洋の東西を問わず、前の世界大戦下において、学術分野にとどまらない、けっこういろいろな分野で、文化活動が行なわれてた、しかも戦争プロパガンダとは無縁の形で。これはどういうことなのだろうかと不思議に思っていた。まあ天文学用語の統一に関する学術会議に、軍部はいちいち目くじらなどたてなかったとは予想がつく。それにしても外地で激戦が繰り広げられつつも日本本土への空襲は昭和19年からで、まだ始まらなかった時期とはいえ、また統制経済で市民生活が大きなダメージをこうむっていたとはえ、結局は、民間人にとって戦争は他人事ではなくても、それに近い、真剣で深刻な思考の対象ではなかったのではないかという気がする。
これは、砲撃とミサイル攻撃下のウクライナという設定ではと想像するよりも、コロナ過というパンデミックとの戦いのなかでも、文化活動が行われていることの同時共存現象とでも言えるようなものかもしれない。
後年の歴史家たちが、2022年のコロナ過での日本の生活を調査するとき出逢うのは、おそらく、自粛を続け、不自由を我慢する庶民・市民あるいは高齢者の苦しい生活ぶりの記録であり、さらには感染者を見舞う重症化する患者と無症状の患者との境遇の差異がわかる記録であり、政権のコロナ対策のずさんさであり、ワクチンは国民を殺すためのものという陰謀論の蔓延であろうか。しかし、いっぽうで、そうしたものとは一切関係なく、映画はつくられ演劇が上演され、イヴェントも繰り広げられる。コロナ過以前とまったく同じように。
街ではほとんど人がマスクを着用しているのに、テレビや映画では、同時代を使っていながら、そこにコロナ過の影はまったくない。
文化は政治と社会に意図的に背をむけなくとも、自立するしかないのだろうか。

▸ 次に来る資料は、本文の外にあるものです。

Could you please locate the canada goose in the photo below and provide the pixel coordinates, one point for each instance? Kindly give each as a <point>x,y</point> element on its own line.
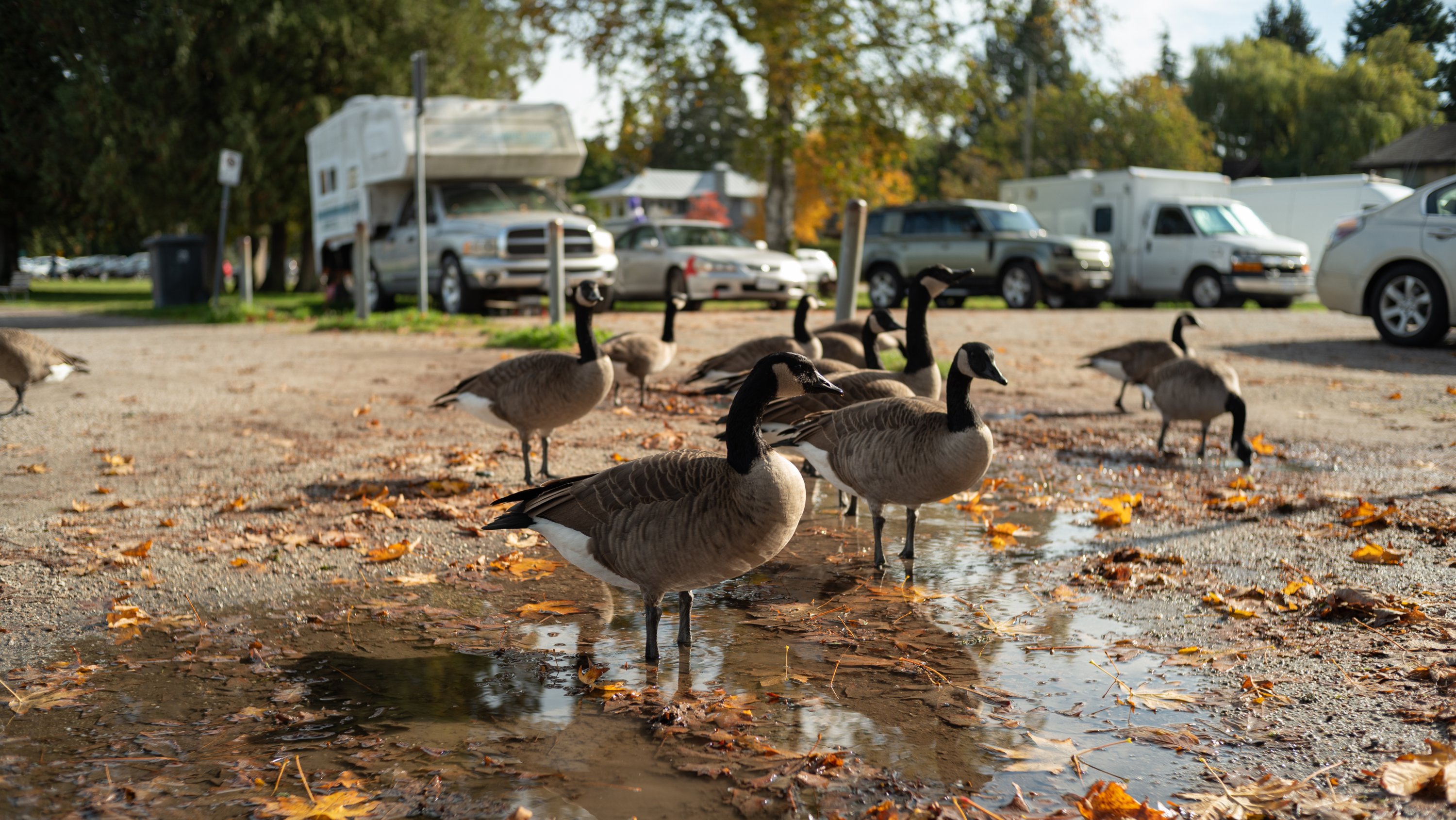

経済関係者は人の命よりも経済的収益を目指して犠牲者の数など気にしないのだが、文化関係者もコロナ過での死者など関係なく、コロナのない世界を現前させつづけるのだろか。未来の歴史家がコロナ過での日常を調査するとき、コロナ過の悲惨な日常にあえぐ人々の記録と、コロナ禍などなかったような別世界の記録の共存に不思議な思いをするほかはないのだろうか。ちょうど、私が第二次世界大戦下での、日常のなかに別世界の記録であるような文化活動がまじっていて違和感を感じたのと同じように。
文化は、たとえそのすべてがそうだというわけではないとしても、遊星からの物体Xなのだろうか。